Reported sensitivity of fine needle aspiration in detecting oncocytic neoplasia is only 29% [8]. The rarity of oncocytomas can be partially implicated in this. Of note, exceedingly sparse cases of coexisting Warthin's tumor and oncocytoma have been documented in the literature. In these settings, the histopathological differentiation of the 2 tumors has posed a diagnostic challenge, as both comprise cell types rich in mitochondria [13]. MRI and CT are the preferred radiological modalities in evaluation of parotid tumors [14]. Parotid oncocytomas are described as well-defined masses with heterogeneous enhancement, which may lead to diagnostic possibilities of Warthin's tumor, pleomorphic adenoma and other low-grade malignancies given this anatomical vicinity [2]. MR findings are variable; although, the most common reported MR findings of parotid oncocytoma have been described as hypointense signal intensity on T1 weighted imaging becoming isointense to the parotid on T2 weighted and post contrast fat suppressed T1 weighted images [15]. In rare cases where Warthin's tumor and oncocytoma coexist, one study notes that neither CT nor MRI can distinguish between the tumors [13]. Meanwhile, another study suggests that certain MR features can potentially help distinguish these 2 entities when they occur independently. Specifically, it found that Warthin's tumors have higher signal intensity ratio on T2 weighted imaging and diffusion weighted imaging with lower ADC values compared to oncocytomas [4]. If PET imaging is performed, oncocytomas demonstrate intense FDG avidity [16], [17]. The variability of radiologic findings amongst these case studies highlights the diagnostic challenges of this rare parotid tumor.

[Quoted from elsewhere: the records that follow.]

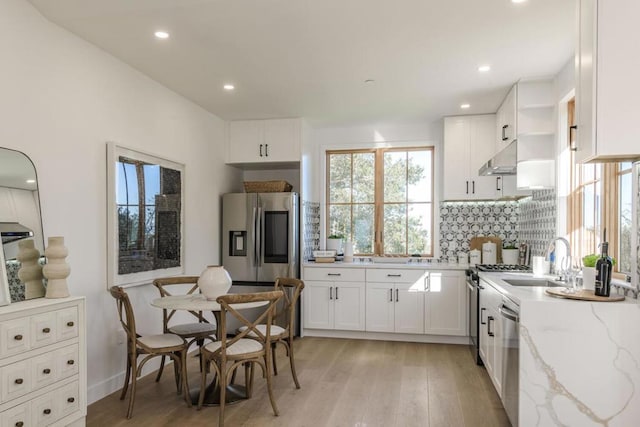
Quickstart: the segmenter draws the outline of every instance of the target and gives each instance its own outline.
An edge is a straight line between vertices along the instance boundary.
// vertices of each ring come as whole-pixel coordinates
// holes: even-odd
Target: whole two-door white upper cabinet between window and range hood
[[[444,200],[493,200],[496,179],[478,170],[495,151],[495,114],[444,118]]]

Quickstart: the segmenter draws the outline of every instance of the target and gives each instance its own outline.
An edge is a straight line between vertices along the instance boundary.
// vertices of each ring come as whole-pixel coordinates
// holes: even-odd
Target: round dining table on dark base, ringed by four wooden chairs
[[[233,304],[233,308],[236,310],[246,310],[249,308],[261,307],[269,304],[268,301],[247,302],[240,304]],[[151,301],[151,305],[157,308],[167,310],[187,310],[187,311],[210,311],[216,319],[216,325],[220,324],[220,304],[216,300],[208,300],[203,294],[191,294],[191,295],[169,295],[166,297],[156,298]],[[216,334],[219,332],[216,331]],[[219,337],[216,337],[218,339]],[[200,396],[200,388],[191,388],[189,390],[191,395],[191,402],[194,405],[198,404],[198,398]],[[240,400],[247,399],[247,390],[244,386],[239,384],[227,385],[227,392],[225,401],[227,404],[234,403]],[[203,405],[215,406],[220,404],[220,389],[219,381],[215,378],[207,386],[204,395]]]

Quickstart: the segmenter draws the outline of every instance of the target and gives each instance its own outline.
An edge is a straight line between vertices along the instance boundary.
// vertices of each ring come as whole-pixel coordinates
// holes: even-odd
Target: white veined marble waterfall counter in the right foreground
[[[577,301],[505,281],[523,277],[480,273],[519,304],[519,425],[640,425],[638,300]]]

Management of parotid oncocytoma involves either radical or superficial total parotidectomy based on imaging findings. There may be a role for radiotherapy in some situations, but it is typically not curative. There is currently insufficient evidence surrounding the use of chemotherapy. Recurrence after surgery can be seen in 20%-30% of patients in the setting of residual tumor or nodularity, but malignant transformation is reportedly low likelihood. MRI after 1 and 2 years is recommended to monitor for recurrence [1].

Conclusion

Oncocytoma of the parotid gland is a rare benign tumor that presents a diagnostic challenge for clinicians due to its low prevalence. To date, much of the literature comprises case studies and case series of the tumor without definitive consensus of diagnostic radiological findings. Given the imaging findings of this process are nonspecific, we hope to bring awareness of this disease and classification as a benign neoplasm.